New
#30
Here's the issue, Microsoft doesn't want to do this because of the perceived support cost. In their model it's cheaper to have the same teams support both desktop and tablet, heck even program for them. Believe me, thousands of us were screaming long before Windows 8.x ever made it to production. Microsoft chose not to listen. Then, when they fired everyone involved over it, including the CEO, they maintained status quo by claiming, "Look, we brought back the start button." You know, because that was the whole problem all along.
I was working at Microsoft from the DOS days through the release of Win 95. I was on the Win NT beta support team. I can tell you that even starting back then the company was trying to figure out a way to combine consumer and professional platforms for cost benefit. They, in this case they being the accountants and business heads that sit on the board, don't seem capable of grasping the age old concept of the right tool for the right job.
Your ideas are spot on, and if you look at the competition, they are basically following this concept. Heck, even Google has both ChromeOS and Android, even though they are trying to combine some aspects for a desktop OS they understand there is a need for different platforms.
Microsoft as a company reminds me of Novell when we released Windows for Workgroups, and later NT. Novell had its fanbase both internally and externally. Internally you were not allowed to criticize the company strategy for fear of ruining your career. Thus they didn't listen when people told them they should work with Microsoft in the NOS area rather than ignore us and/or work to be incompatible. Look at Novell today vs. Microsoft in this space.
During that same time period we were encouraged in the company to speak up. If we thought something sucked we were allowed to vocalize it all the way up the food chain if our arguments had value. Value being pointing out why something sucked and how to fix it. As a result we beat out companies like IBM whose OS/2 was arguably much more advanced but had major issues, like a setup process that absolutely sucked wind.

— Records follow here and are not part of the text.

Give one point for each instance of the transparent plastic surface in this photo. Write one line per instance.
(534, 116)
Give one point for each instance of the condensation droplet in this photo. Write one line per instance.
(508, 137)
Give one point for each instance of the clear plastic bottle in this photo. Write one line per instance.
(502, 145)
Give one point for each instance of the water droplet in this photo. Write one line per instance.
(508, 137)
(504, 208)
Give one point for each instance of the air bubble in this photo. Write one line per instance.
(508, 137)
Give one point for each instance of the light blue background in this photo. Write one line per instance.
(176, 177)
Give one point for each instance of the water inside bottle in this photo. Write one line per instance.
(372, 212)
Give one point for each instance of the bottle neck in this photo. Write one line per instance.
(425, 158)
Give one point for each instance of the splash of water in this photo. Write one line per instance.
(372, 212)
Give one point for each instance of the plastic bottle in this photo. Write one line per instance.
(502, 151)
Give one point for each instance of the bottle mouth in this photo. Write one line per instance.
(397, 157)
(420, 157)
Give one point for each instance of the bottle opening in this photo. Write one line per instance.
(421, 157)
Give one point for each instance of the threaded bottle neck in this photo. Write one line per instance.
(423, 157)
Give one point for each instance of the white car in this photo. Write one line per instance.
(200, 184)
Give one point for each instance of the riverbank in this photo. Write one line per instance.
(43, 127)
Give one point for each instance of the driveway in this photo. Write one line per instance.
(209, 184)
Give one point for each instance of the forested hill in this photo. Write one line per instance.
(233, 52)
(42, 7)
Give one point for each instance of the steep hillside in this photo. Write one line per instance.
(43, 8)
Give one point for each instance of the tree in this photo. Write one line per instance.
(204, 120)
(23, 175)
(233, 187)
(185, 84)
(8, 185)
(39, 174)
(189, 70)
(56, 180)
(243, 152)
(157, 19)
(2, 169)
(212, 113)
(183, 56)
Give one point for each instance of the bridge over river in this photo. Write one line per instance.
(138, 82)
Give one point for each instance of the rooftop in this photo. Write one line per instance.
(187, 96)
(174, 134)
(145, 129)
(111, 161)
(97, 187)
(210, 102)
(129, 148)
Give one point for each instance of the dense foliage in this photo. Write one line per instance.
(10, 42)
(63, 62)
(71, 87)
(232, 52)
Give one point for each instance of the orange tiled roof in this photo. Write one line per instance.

I pray Microsoft will get back to its roots and stop trying to nickle and dime its core business in addition to trying to copy everyone else. It's one thing to take software ideas and tweak them and sale it. It's another to try and copy another companies business model. Especially when you are the company that has the greatest market share and the company you are trying to copy is behind you. Or at least it was before this fiasco.
I have it easy I guess. I just switched to the Education version. No Cortana, just the old search function. I didn't originally do it to ditch Cortana. Just wanted to try it out. I kind of like it this way though. Search just searches my PC. If I want to look something up on the Internet I use Google. Same way I did things in the past. Just getting Cortana to work in Canada was until recently a PITA. I had no search until I got her working, or fumbled around to turn her off.
These days people want their phone or PC to do more n more.
To do that its needs data, to know what you like etc, then people moan that its recording all this data
Last edited by shakennstirred; 26 Aug 2016 at 01:45.
Yeah, even Apple has separate OS's, iOS for mobile and OS X for desktop (although they tried to do something similar to Windows 8 in one release, I forget which, and got blasted for it)
Pretty cool you were a beta tester, I have NT 4.0 and various other old OS's in virtual machines to play with once in a while. NT 4.0 supports multi-GBs of RAM while 9x has trouble with anything over 512mb XD.
How Microsoft was then is a place I'd like to work (Working on my B.S. in Software Engineering), internal criticism and peer reviewing seems to be the best way to release quality software products.
Hopefully they see sooner than later that an operating system that tries to do too many things will end up doing none of those things well.
Give them an inch and they take a mile is how that usually turns out! At least you can say it was tried back when TF was new but ended up simply being abused which subsequently ended with it being discarded. When you try anything derived from social media as far as options unfortunately you end up with social media mentality it seems.
As for MrBill's statement about MS trying to follow someone else's business model rather structuring something unique it reminds of how DEC was hard headed in flexing to meet the consumer market by being too stuffed shirt to want only upper end business market only type sales and not flexing into the general consumer/home user type markets. And that was what cost them Big Time where they ended up being bought out by Ashton.
Others like Packard Bell couldn't cut the overhead well enough to stay afloat as Dell, Gateway for a time, HP, and a few others ran circles around them. What MS has been focused on after Vista was starting to be noticed with 7 and Netbooks as well as the Windows Phone as MS peered into the hand held and other small portable device marketing concepts and rushed 8 out before fully working out the dual platform structure that would be needed. 8.1 was then the "quick fix" slapped out fast while still not remembering the desktop perspectives and now we see MS rethinking things quite a bit with 10 and it's new version of Start menu as well as structuring the usual items to work on both platforms as the items previously in the Control Panel have been pulled to become more touchscreen friendly.
The if to fact to with 10 also being seen is the no longer large service pack every so many months but a total upgrade in one lump sum to be able to update hand helds, tablets as well as laptops and desktops in much the same manner. As for Cortana that was to be expected as MS had previously launched Bing to compete with not only Google but along with Yahoo a lengthy list of other search providers! They wanted a large foot print in that environment as well.